His next project Sand, while still sticking with the post-apocalyptic dystopian theme, was a radically different and unrelated work to Wool. A much grittier (pardon the pun) affair with stronger adult themes it was in many ways the opposite to Wool, transferring the narrative from a controlled society to a completely lawless one. Although many classed it as a high-octane actioner, it had more emotional undertones than one would expect from such a story and it was Howey’s masterful character development that gave it the necessary human edge missing in much of modern science fiction.
Much of Howey’s work, unlike many of his male peers, also features strong female characters, but the author is careful not to allow them to fall into the preconceptions many have of strong women in science fiction. “When I create characters, I don’t like to allow their genders to define them. One of the problems I see with a lot of strong female characters in fiction is that their strength seems to lie in displaying a masculine toughness. There is so much more than flexing a muscle or knowing how to kick someone’s butt. A greater strength, I think, lies in not wanting to fight at all but to find some other method of resolution.”

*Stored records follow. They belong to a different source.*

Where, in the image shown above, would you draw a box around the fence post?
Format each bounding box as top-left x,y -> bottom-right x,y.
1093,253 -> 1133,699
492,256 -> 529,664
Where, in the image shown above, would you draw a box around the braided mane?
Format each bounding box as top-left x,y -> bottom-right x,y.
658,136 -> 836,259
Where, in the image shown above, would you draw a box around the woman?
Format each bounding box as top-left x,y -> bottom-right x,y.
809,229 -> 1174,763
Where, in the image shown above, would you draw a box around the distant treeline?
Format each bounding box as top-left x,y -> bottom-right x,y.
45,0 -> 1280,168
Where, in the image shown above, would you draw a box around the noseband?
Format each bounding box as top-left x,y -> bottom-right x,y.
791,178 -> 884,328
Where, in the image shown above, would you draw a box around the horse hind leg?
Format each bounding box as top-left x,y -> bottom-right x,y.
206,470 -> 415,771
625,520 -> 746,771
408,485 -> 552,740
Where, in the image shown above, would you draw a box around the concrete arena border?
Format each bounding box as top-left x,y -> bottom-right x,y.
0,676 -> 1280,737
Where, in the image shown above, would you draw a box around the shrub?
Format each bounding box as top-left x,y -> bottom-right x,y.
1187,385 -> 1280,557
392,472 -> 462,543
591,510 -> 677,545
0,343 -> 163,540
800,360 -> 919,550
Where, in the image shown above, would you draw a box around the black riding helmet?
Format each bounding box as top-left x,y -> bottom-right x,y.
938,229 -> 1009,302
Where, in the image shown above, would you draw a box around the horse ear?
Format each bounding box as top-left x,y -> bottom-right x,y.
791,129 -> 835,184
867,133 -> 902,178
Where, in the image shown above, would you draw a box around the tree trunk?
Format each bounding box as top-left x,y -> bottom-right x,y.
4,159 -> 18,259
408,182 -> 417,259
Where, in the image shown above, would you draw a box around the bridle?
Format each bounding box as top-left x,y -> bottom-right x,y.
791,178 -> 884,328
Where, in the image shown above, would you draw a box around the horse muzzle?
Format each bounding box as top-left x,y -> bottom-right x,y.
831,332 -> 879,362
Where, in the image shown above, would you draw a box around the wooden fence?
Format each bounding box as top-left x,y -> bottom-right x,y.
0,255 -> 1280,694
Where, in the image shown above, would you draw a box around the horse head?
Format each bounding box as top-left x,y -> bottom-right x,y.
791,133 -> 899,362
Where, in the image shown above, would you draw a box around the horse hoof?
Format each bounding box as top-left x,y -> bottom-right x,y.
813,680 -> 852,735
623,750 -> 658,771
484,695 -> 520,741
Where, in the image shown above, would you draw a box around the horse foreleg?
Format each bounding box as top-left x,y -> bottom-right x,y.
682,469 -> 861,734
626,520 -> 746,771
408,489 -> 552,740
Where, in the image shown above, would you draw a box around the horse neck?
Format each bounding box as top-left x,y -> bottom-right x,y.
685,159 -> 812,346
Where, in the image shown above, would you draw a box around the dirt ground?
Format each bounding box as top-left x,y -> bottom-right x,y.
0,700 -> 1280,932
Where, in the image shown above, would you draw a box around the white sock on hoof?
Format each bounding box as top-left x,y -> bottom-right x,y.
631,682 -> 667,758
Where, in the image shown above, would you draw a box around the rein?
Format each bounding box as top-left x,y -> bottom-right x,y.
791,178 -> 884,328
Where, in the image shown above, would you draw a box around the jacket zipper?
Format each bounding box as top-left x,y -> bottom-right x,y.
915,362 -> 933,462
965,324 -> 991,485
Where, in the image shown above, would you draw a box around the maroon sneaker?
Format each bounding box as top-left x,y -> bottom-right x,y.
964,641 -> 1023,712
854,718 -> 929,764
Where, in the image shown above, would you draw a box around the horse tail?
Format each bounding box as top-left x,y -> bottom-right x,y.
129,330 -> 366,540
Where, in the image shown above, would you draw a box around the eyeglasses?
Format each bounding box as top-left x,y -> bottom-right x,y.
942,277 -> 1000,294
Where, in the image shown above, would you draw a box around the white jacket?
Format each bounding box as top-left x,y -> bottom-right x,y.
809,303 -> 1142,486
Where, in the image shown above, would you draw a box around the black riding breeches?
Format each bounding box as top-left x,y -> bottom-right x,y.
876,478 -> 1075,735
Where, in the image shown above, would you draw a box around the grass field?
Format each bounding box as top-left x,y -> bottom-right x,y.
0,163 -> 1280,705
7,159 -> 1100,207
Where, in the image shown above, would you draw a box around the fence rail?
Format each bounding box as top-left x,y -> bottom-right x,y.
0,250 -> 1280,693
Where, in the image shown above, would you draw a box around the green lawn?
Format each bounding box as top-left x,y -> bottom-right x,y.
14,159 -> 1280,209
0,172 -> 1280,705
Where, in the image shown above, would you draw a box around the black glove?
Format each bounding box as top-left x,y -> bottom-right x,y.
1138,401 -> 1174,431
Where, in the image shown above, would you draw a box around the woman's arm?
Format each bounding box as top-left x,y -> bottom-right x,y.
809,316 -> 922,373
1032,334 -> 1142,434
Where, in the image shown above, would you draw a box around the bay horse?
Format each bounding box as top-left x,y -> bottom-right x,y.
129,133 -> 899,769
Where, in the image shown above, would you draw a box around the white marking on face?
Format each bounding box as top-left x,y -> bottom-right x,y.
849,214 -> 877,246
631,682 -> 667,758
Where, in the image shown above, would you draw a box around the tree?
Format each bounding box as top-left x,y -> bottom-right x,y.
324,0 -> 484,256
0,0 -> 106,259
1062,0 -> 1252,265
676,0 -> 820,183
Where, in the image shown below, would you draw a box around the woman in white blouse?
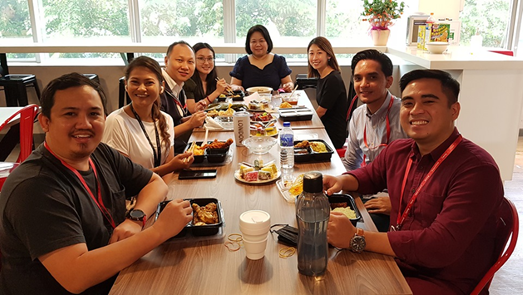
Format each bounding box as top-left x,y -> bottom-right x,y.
102,56 -> 194,177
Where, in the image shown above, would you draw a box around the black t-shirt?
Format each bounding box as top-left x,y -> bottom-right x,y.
316,71 -> 349,149
0,143 -> 152,294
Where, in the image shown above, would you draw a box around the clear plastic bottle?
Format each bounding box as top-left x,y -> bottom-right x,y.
280,122 -> 294,176
296,172 -> 330,276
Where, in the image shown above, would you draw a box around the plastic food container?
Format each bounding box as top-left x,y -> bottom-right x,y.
294,139 -> 334,163
329,194 -> 361,226
156,198 -> 224,238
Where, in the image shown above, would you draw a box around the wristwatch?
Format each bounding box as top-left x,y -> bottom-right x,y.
350,228 -> 367,253
125,209 -> 147,228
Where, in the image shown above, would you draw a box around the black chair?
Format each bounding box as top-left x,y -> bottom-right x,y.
118,77 -> 131,108
295,74 -> 318,90
83,74 -> 100,84
0,66 -> 40,107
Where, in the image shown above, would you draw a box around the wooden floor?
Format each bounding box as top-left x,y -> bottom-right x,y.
8,136 -> 523,295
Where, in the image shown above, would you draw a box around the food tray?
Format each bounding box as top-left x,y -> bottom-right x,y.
280,108 -> 313,122
329,194 -> 361,226
294,139 -> 334,163
185,141 -> 233,167
216,90 -> 245,102
156,198 -> 225,240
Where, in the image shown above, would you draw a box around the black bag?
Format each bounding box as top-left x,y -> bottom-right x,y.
271,224 -> 298,246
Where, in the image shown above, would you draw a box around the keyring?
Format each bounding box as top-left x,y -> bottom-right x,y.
278,247 -> 296,259
227,234 -> 243,243
223,241 -> 241,252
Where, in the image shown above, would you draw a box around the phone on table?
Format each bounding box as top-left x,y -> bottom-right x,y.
178,169 -> 216,179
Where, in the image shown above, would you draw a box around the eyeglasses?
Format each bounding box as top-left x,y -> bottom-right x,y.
196,57 -> 214,62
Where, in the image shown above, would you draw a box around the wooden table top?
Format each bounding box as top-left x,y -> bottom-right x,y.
110,129 -> 412,295
194,90 -> 324,132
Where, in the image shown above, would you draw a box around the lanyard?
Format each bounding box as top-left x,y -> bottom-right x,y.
129,102 -> 162,167
165,90 -> 187,117
391,134 -> 463,231
44,142 -> 116,229
361,96 -> 394,167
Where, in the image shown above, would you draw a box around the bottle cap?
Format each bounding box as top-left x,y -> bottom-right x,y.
303,171 -> 323,193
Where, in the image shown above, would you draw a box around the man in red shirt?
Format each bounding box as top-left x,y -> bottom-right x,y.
324,70 -> 504,294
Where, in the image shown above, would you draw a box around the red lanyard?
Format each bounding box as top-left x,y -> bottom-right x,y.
44,142 -> 116,229
391,134 -> 463,231
166,91 -> 187,116
361,96 -> 394,167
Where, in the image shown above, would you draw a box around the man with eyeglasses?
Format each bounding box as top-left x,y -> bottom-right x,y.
342,49 -> 407,231
160,41 -> 206,153
323,70 -> 504,295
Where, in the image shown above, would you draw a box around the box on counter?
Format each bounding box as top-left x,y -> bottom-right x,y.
417,22 -> 450,50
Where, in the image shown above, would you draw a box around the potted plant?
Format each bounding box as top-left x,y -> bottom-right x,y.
361,0 -> 405,46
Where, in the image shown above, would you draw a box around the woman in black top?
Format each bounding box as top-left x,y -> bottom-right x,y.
183,42 -> 229,113
307,37 -> 348,149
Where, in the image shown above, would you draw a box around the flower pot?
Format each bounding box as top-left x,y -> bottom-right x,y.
370,29 -> 390,46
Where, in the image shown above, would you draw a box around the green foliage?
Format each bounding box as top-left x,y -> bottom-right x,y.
361,0 -> 405,29
0,0 -> 32,37
460,0 -> 511,47
236,0 -> 317,41
42,0 -> 129,37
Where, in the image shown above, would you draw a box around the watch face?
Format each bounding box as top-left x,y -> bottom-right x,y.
350,236 -> 366,253
129,210 -> 145,220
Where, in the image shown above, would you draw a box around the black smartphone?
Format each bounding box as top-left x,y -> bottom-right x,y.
178,169 -> 216,179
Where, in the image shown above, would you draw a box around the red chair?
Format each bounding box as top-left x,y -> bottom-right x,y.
471,198 -> 519,295
0,104 -> 39,191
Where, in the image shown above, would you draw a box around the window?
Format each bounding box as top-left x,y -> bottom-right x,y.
460,0 -> 512,48
41,0 -> 130,58
0,0 -> 35,59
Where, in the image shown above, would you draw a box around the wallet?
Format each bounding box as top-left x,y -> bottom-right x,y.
271,224 -> 298,246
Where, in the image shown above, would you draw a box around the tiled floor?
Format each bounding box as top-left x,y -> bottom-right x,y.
4,136 -> 523,295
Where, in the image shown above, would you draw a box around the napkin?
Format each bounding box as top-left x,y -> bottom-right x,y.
205,117 -> 225,131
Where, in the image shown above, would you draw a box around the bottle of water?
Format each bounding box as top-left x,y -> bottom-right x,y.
296,172 -> 330,276
280,122 -> 294,179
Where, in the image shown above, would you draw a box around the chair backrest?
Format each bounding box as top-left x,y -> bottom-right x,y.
471,198 -> 519,295
0,104 -> 39,163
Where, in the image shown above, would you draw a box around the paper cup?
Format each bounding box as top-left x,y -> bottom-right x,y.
233,111 -> 250,146
243,237 -> 269,260
240,210 -> 271,236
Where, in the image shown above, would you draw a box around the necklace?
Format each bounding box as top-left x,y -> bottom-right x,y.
129,102 -> 162,167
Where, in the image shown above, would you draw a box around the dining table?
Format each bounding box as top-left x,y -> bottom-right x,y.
110,128 -> 412,295
194,90 -> 324,132
0,107 -> 22,161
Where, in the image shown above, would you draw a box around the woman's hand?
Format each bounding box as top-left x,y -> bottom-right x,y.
189,111 -> 207,129
216,79 -> 231,94
281,82 -> 294,92
169,152 -> 194,171
327,212 -> 356,248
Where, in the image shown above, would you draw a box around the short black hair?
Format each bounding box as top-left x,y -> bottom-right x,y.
41,72 -> 107,118
245,25 -> 272,54
166,40 -> 194,56
350,49 -> 392,77
400,70 -> 460,107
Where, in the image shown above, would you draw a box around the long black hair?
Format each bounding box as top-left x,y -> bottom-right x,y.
191,42 -> 218,98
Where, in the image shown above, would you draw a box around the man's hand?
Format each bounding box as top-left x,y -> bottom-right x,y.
323,175 -> 343,196
152,199 -> 192,240
365,197 -> 391,215
189,111 -> 207,129
327,212 -> 356,248
109,219 -> 142,244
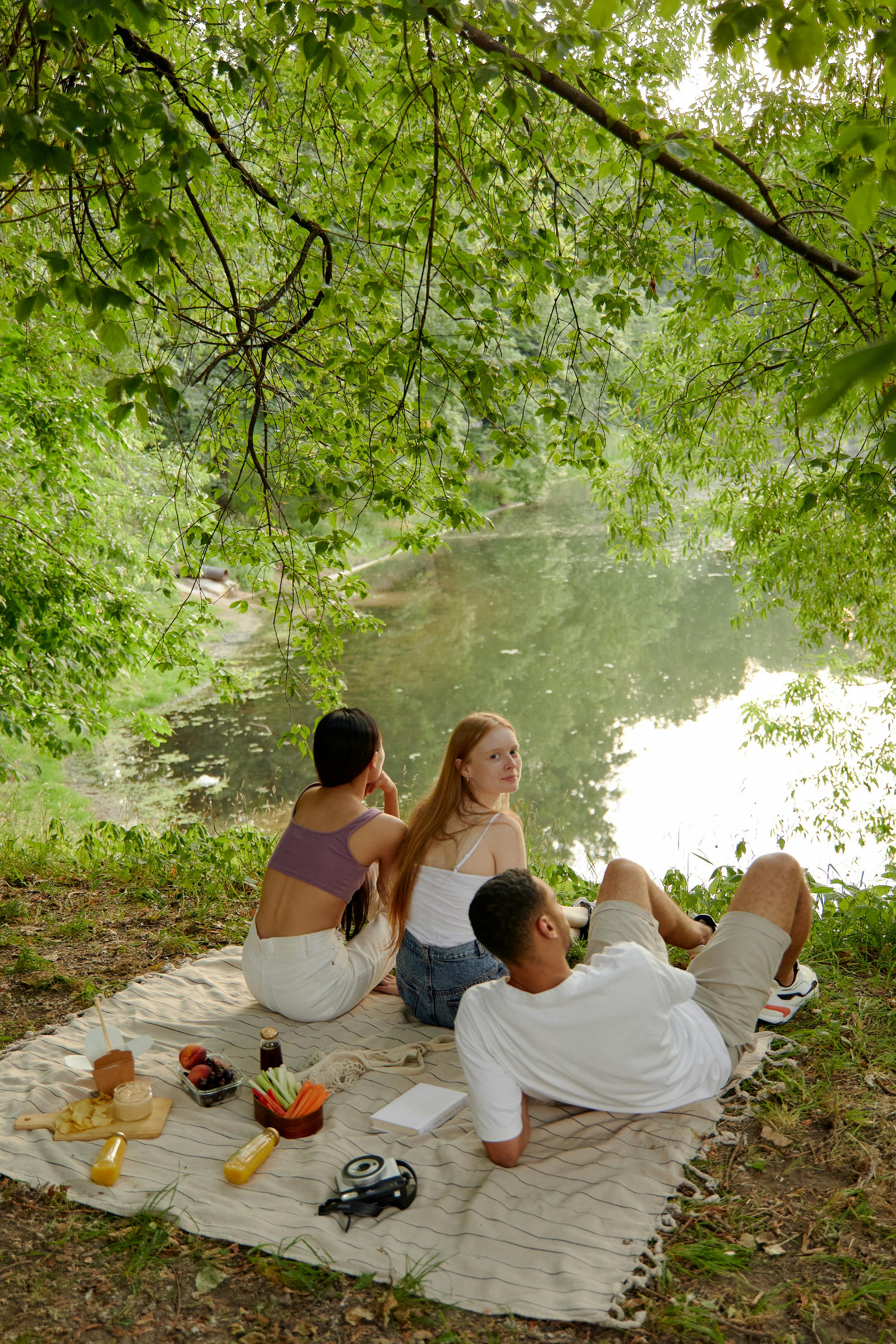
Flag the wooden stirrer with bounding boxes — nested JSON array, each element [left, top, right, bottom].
[[94, 995, 111, 1055]]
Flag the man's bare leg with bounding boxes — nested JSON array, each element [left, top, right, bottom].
[[595, 859, 712, 950], [728, 854, 813, 988]]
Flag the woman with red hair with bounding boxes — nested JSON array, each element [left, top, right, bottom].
[[388, 714, 525, 1027]]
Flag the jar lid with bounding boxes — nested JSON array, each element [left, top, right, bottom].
[[111, 1078, 152, 1102]]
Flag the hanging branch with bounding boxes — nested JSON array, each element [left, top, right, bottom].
[[427, 8, 863, 281], [116, 27, 333, 331]]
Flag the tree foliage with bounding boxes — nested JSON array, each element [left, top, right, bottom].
[[0, 0, 896, 806]]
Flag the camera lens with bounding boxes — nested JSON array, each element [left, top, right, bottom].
[[343, 1153, 386, 1190]]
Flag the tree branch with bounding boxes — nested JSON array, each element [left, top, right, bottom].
[[116, 27, 333, 327], [427, 8, 863, 281]]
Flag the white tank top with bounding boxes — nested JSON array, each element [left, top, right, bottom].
[[406, 812, 500, 948]]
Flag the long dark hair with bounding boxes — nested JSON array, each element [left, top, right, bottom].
[[311, 706, 383, 941]]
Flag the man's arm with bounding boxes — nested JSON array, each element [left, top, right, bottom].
[[482, 1097, 529, 1167]]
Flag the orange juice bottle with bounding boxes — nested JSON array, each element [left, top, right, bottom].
[[90, 1134, 128, 1185], [224, 1129, 280, 1185]]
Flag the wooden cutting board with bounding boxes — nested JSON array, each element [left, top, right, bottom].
[[15, 1097, 171, 1144]]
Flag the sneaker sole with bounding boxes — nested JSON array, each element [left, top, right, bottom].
[[756, 981, 818, 1027]]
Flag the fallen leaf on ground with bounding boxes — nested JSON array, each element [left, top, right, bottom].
[[345, 1306, 376, 1325], [196, 1265, 227, 1294]]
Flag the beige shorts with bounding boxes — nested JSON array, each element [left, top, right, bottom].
[[586, 900, 790, 1067]]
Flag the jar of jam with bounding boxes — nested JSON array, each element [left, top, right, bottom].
[[259, 1027, 283, 1070]]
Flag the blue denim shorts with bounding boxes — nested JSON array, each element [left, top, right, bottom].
[[395, 930, 508, 1027]]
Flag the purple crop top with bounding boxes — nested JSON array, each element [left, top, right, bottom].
[[267, 785, 380, 905]]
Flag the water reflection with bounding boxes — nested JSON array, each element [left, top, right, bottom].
[[138, 485, 797, 860]]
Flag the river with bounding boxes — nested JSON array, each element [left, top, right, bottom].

The freedom of being a self-published author has also given Howey the chance to explore other genres and characterisations. Last year he published an illustrated children’s book Misty The Proud Cloud and his last release, The Shell Collector, while still based in speculative fiction, was a thinly-disguised romance novel as well as his own love letter to the sea. He has begun to publish a series of self-help books covering everything from food and fitness to positive mental health. He has also returned to science fiction with a new series, Beacon 23, an intriguing space mystery.
His no-nonsense attitude to the publishing industry has made him a hero to some and a pariah to others, especially during the infamous Amazon/Hachette dispute last year, with many describing him as an outlier who struck it lucky, but it is clear that he will not be swayed and continues to publicly ask questions and challenge an industry whose business practices remain a mystery to many and always seem skewed in favour of the publisher.
“I’d rather excite the imagination of a legion of readers and make pennies from each of them than hold off for a larger chunk of change from only a handful of fans.”
He is also embarking on a new chapter in his own life. In three weeks’ time, Howey will travel to South Africa and take ownership of “Wayfinder”, a large custom-built catamaran, and return to the seas which will become his new home as he travels to wherever his fancy takes him. “It marks the end of one chapter and the beginning of another,” he has said of his impending adventure. “And you know me, I’m a fan of cliffhangers. I can’t wait to see what happens next.”
I’m hoping one of those stops will be here. I owe him a pint.